Why? Just because the other guys weren’t driving? You’re still basically queuing up to get a free meal. It’s just as humiliating now as it was then – and don’t think it’s too different in the UK
What happened here is that the definitions have changed. The old middle-class is now “rich”, whereas the old “poor” are now “middle-class”. You had a guy in the 1960s who, as stated above, owned a house and a car and had a stable blue-collar job. He was married and he had 2-3 children in his 30s. He was middle-class. Well, you now look at a guy who can’t afford to buy a house/flat. He might be a virgin in his 30s. But because he makes something over the “average” wage (and I believe I explained why that’s a lie), he’s now considered middle-class. He can’t afford the base of the pyramid, but he’s “middle-class”. Is he?
There’s one thing that should also be underlined here. You’ll note that I’m referring to home ownership here and one could ask “but what’s wrong with renting?”. The answer to that is..nothing. Nothing’s wrong with renting, as long as it’s safe/stable/affordable. But it isn’t – not anymore. Take the UK – it used to be that you could rent from your local authority (as in, the house was owned by the local authority). For a long time, this was the norm – and renting was cheap. This had an effect on home ownership rates – because nobody actually NEEDED to buy.

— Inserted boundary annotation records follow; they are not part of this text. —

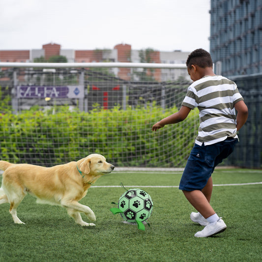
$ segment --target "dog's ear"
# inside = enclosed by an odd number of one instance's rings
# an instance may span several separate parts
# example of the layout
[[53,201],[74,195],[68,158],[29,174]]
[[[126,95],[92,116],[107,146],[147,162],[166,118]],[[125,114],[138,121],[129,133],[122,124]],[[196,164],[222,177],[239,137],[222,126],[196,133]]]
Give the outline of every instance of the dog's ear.
[[90,165],[91,165],[91,159],[87,158],[80,164],[79,169],[83,173],[88,174],[90,173]]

In order to understand that, we need to once again check the Parliament records:
Based on returns from the Stockton-on-Tees borough council, at April 1984 the average weekly rent per council dwelling was £13.90. The council made a rate fund contribution to its housing revenue account of £1,571 in 1983–84 and has estimated that there will be no rate fund contribution, nor will there be a HRA surplus, in 1984–85. As to main housing subsidy—housing benefit involves no income to the council—the authority had no entitlement in 1983–84 or 1984–85.

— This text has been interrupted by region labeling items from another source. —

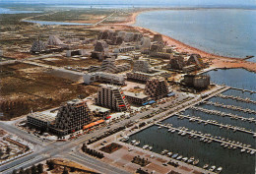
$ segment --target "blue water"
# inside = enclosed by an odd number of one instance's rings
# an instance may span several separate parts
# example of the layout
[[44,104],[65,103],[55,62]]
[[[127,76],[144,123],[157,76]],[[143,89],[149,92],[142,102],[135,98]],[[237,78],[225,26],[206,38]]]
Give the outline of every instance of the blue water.
[[0,8],[0,14],[29,14],[29,13],[42,13],[41,11],[17,11],[5,8]]
[[256,90],[256,73],[243,69],[219,69],[218,71],[211,71],[207,74],[211,76],[211,82],[214,84],[224,84],[232,87]]
[[29,23],[36,23],[39,25],[51,25],[51,26],[56,26],[56,25],[63,25],[63,26],[90,26],[92,24],[81,24],[81,23],[64,23],[64,22],[45,22],[45,21],[24,21],[24,22],[29,22]]
[[[151,29],[210,53],[256,56],[255,10],[152,11],[140,14],[135,26]],[[256,58],[250,61],[256,61]]]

(see the average disposable income in 1984 to get an idea of what that meant)
Now let’s take a look at the current situation:
But you need to understand the problem here.
People didn’t need to own a house in the 1960s-1970s here, in the UK. They could rent a council house and, as you can see above, it was CHEAP. As such, there was no reason to buy one – buying it would mean that you’d be the one in charge of repairs, you’d need to pay to get something fixed, as opposed to simply contacting the council and asking them to fix things for you (since they were the “landlord”).
Renting WAS a perfectly valid choice. Cheap, safe, stable. This is why people are able to parrot half-truths, such as “well, home ownership rates in the UK weren’t that much higher in the 60s and 70s” for example. This is true, but the reason for that is that people were CHOOSING to rent. They could’ve bought, but owning a house was seen as a liability instead of an asset – so they chose to rent.
That, however, is no longer the case. Very few people CHOOSE to rent nowadays – usually for mobility reasons. People nowadays rent because they can’t afford to buy; it’s not uncommon for them to spend 50% of their income on rent these days. That’s something you need to keep in mind when looking at home ownership rates, because statistics can be deceiving. We went from “I’ll rent because it’s cheaper that buying and someone else is going to cover repairs etc” to “I’m renting because I can’t afford to buy”.
If I managed to convince you, you owe me $300.
PS For $300 more, I’ll also tell you how we got here and why there’s no (peaceful) way out.